The kids in Serbia are a pretty wild lot these days. The heartbreaking conflict that led to the fall of Yugoslavia left its legacy – the ousting of a widely reviled leader (Slobodan Milosevic) and almost two million locals on a peacetime high, determined to squeeze every euphoric moment out of their new lease on lifestyle. The action unfolds in the buzzing cafés, bars and parks that dominate this architectural chocolate box on the tributaries of the Danube.

Naked on the Danube
An 18-foot naked man stares out over the sweeping outfall of the brown Sava river where it meets the green Danube. Despite his muscled beauty and air of stoic defiance, he’s a bit of an embarrassment to the people of Belgrade – the very people this bronze adonis, called Victor, represents. His lack of underpants means he has been shunned from standing in the city centre, so instead Victor guards the old part of city where the huge and ancient Kalemegdan fortress sits on a rock ridge over the two rivers. Inside the fortress, families picnic, visit street markets and occasionally look out over the water, or the statue’s bare behind. This brings us to the second reason he’s an embarrassment: according to the boys of Belgrade, his penis is too small to represent the notoriously virile Serbian male. And so Victor faces out over the wide Danube with his back to the city.

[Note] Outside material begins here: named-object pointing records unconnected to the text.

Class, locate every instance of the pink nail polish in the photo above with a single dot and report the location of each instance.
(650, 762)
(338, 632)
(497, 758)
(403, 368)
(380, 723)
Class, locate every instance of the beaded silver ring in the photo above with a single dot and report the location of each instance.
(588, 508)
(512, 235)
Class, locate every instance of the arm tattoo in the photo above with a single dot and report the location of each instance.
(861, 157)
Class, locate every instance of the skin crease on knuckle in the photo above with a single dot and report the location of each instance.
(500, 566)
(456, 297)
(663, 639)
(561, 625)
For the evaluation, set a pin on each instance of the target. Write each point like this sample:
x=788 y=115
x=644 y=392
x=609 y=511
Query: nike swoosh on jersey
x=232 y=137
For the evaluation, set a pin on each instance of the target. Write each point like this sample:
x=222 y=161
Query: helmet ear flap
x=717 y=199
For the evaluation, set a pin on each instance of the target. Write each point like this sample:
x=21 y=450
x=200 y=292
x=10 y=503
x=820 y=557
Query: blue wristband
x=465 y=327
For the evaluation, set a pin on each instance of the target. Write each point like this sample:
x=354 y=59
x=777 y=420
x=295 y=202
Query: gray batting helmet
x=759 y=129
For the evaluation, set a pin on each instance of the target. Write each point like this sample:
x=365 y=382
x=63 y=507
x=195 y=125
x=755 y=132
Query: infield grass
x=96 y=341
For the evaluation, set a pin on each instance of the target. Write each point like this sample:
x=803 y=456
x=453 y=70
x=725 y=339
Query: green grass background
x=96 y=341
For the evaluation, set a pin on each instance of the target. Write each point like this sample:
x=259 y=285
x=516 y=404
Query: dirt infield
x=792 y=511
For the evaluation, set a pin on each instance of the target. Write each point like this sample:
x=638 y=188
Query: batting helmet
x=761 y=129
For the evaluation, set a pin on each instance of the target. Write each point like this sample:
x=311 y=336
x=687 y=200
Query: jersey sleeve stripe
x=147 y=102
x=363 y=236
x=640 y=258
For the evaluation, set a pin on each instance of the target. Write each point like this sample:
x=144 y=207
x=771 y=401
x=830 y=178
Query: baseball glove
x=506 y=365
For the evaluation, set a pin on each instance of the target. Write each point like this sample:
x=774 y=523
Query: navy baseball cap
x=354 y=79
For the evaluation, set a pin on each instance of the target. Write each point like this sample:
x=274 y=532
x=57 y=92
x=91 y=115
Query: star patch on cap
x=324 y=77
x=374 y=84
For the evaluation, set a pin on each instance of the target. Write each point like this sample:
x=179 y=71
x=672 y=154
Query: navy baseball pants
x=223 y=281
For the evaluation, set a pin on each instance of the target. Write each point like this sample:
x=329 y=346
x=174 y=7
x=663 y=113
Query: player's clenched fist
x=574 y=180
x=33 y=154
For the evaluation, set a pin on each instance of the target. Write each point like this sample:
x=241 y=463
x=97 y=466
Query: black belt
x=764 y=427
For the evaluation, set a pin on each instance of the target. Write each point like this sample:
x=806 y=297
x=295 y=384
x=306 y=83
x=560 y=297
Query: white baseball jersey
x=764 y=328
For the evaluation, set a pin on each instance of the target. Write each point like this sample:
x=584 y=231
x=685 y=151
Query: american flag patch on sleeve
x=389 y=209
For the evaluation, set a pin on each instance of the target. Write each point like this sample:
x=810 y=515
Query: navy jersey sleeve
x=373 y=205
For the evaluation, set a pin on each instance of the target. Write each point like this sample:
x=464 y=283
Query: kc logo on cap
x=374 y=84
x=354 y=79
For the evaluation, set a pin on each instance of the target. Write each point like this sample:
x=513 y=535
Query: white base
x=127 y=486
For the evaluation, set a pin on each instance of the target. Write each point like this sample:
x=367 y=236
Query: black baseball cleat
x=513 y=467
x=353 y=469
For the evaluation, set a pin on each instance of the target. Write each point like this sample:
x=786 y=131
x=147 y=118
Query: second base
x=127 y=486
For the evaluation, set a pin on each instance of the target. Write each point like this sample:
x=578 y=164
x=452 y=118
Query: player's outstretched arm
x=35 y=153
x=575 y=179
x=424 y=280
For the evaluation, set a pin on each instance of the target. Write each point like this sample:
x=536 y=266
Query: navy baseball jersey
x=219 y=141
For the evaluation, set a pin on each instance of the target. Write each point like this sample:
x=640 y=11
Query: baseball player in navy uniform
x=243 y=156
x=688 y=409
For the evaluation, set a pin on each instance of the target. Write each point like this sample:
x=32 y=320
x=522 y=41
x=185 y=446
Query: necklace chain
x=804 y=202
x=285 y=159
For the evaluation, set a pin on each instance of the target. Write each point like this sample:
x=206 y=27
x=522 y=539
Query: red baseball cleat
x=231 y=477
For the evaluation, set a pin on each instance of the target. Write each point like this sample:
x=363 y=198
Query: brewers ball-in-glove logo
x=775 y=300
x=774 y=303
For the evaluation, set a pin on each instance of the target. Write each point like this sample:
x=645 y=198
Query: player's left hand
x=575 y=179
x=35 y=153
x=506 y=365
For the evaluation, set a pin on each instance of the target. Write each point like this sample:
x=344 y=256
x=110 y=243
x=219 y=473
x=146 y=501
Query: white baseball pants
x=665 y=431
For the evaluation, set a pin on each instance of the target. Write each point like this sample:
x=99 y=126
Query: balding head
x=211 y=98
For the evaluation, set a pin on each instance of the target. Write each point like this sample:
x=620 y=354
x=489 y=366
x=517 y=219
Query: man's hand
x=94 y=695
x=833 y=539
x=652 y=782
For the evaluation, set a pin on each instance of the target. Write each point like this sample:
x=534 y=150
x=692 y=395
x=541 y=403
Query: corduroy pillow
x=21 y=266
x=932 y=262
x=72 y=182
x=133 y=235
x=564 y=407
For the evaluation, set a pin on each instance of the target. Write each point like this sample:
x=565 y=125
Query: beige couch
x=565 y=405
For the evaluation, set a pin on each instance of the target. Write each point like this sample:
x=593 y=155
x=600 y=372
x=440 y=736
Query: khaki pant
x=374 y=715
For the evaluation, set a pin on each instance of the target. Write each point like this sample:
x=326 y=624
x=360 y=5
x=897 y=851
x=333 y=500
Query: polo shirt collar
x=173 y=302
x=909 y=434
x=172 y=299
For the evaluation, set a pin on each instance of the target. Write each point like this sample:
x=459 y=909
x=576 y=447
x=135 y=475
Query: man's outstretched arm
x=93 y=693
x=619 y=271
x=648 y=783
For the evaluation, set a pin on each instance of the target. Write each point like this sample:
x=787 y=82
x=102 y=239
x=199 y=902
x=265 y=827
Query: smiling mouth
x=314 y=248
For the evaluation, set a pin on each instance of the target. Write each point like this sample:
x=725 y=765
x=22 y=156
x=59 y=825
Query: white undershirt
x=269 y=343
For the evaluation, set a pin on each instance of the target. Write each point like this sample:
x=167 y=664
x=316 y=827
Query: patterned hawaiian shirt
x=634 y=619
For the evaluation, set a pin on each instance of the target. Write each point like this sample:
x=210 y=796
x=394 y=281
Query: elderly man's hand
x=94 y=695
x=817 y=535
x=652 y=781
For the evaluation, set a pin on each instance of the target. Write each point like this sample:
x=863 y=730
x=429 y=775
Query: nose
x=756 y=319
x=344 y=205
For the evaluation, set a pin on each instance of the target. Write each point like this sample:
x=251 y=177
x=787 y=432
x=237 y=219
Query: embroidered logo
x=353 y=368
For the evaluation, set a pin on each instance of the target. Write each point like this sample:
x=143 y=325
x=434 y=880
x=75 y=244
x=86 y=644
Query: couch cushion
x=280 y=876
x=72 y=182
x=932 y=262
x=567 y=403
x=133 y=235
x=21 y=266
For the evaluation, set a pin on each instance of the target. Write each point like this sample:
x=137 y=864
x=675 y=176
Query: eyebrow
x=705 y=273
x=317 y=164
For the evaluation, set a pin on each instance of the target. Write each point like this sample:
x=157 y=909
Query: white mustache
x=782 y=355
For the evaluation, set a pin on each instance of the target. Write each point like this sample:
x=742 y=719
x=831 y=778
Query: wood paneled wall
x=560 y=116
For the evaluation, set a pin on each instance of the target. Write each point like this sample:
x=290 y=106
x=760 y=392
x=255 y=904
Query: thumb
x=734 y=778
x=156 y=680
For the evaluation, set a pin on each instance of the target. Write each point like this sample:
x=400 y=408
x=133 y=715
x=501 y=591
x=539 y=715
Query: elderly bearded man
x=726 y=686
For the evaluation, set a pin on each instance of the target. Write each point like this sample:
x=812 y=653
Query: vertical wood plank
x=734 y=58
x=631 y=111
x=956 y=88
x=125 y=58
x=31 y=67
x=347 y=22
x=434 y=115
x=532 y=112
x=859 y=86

Poor chap. Victor is known as the mascot of Belgrade, the capital of Serbia since 1404, Serbia and Montenegro since 2003 and of Yugoslavia from 1918-2003. The buzzing bohemian centre of Belgrade lies behind Victor, on the right bank of Danube, and on the left bank begins Banat plain – the capital’s obligatory stretch of suburbia. Between the Danube and the Sava is the new city Novi Beograd, a more picturesque answer to our Canary Wharf and a source of pride to Belgrade’s young.

Bohemians like you
Since the war, it seems the youth of Belgrade run the city and their presence can be felt in the café culture around the university buildings of central Belgrade, where indie band T-shirts, flowing purple skirts and scruffy hair is de rigeur. Granted, the new cultureof Belgrade is divided between this neo-intellectual crowd and what is known as ‘Pink Culture’ – the Heat readers of Belgrade, who love celebrities, gossip, pop and plastic surgery. Hence, the affluent corner of the city these pink people inhabit is known as Silicon Valley and the people who sit in Silicon Valley’s cafés craning their necks to watch the boobs pass by are known as giraffes”. And so, despite the presence of bombed city blocks around Belgrade (leaving large concrete hulks teetering menacingly over busy streets), the powerful clash of art, architecture, history and pop culture means these shells are more ofa faded and fascinating curiosity these days, overtaken by a renewed zest for peaceand partying.

Bloc party
Since the tough Milosevic days, hundreds of funky Pink Culture bars have sprung up over Belgrade, offering the standard heady mix of sex and spirits. But to “understand” Belgrade you need to hang with the Bohemian set and find out where the underground scene is hiding. What might appear like a normal Art Nouveau apartment building from the outside, often hides a huge hidden club in the basement with lounges and courtyards and flowing cocktails. These gems are legacies of the ’30s, when partying was underground and raw. Worth sniffing out.

Worth a look

Kalemegdan Markets

As you head out of Kalemegdan fortress and head right towards the city centre, stop and take in the street markets, where you’ll find odd remnants of surrounding former communist countries, including old 500bn dinar notes (yours for £1), weird Moscow Olympics memorabilia, ’40s Disney toys, old soviet uniforms and ancient photographs from the turn of the century.”